I've always admired the work done around design systems, such as the one designed by Google: Google Material Design. All this thinking about molecular design can only be remarkable. However, I still considered these systems as "self-service kits" for developers who want to try their hand at interface design.In reality, this is frequently the case. The facilities provided by environments such as Bootstrap or Foundation and their "à la carte" components tend to make design systems look like libraries. You pick and choose, assemble and you're done. While it is true that the similarities are strong at first glance, it is to considerably reduce the scope of the design system to approach it in this way, and that is my first lesson.
The strength of a design system is not just its multitude of components, it is the set of rules and guidelines that govern them and make them work together.
It was when I applied it to a B2B web application project, methodically and in accordance with its guiding principles, that the magic happened.
The more the screens were declined, about sixty in total, the more I realized how much this system was able to cover an infinite number of problems and to bring a very strong coherence to the whole experience. The Google Material Design was confronted with the difficulties regularly encountered in a B2B environment: complex forms at several levels, management of data organized in tables, cohabitation of several option menus, etc.
What clearly distinguishes the design system from the aforementioned frameworks is its consideration of the properties of information: its depth, its volume, its priority.
The other dimension that shines through in the solutions proposed by Google Material Design is user comfort: displaying only useful content, at the right time, with clarity and consistency. This is absolutely obvious, but the trade-offs are not always simple in the case of applications that manage large quantities of information.
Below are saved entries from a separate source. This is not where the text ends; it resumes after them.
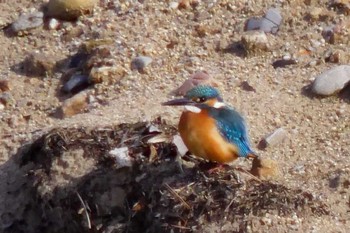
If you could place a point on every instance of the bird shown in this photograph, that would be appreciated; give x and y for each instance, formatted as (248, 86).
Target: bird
(210, 128)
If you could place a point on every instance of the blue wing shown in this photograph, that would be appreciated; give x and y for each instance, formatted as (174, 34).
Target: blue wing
(232, 127)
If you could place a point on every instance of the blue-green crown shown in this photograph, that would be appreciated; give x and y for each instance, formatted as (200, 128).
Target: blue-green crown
(203, 91)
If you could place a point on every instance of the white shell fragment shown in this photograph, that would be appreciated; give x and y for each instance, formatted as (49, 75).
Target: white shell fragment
(121, 156)
(332, 81)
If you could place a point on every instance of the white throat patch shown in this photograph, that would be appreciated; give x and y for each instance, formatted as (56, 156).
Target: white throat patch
(192, 109)
(219, 104)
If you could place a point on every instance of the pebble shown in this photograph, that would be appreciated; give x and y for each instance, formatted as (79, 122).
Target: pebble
(5, 85)
(27, 21)
(76, 83)
(264, 168)
(337, 56)
(7, 99)
(54, 24)
(331, 81)
(180, 145)
(173, 5)
(139, 63)
(106, 74)
(75, 104)
(269, 23)
(283, 63)
(255, 42)
(38, 64)
(198, 78)
(315, 12)
(69, 9)
(276, 137)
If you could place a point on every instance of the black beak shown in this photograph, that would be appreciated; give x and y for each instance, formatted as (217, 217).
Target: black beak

In the end, although the design system does not solve everything, it does provide a robust and well-oiled foundation on which the designer can rely. Its exhaustiveness is an undeniable asset. Its comprehensiveness makes it possible to envisage large-scale products, to dimension them, to decline them while maintaining a strong consistency between them. This is why the big producers of applications or services have in turn created their own design systems: Airbnb, Axa, Salesforce or even Lonely Planet.
To the point of making it a "must have" for certain brands, which forget in passing that it is not the tool that makes the man. A design system does not prevent a bad user experience, success lies in the art and manner of making the most of it.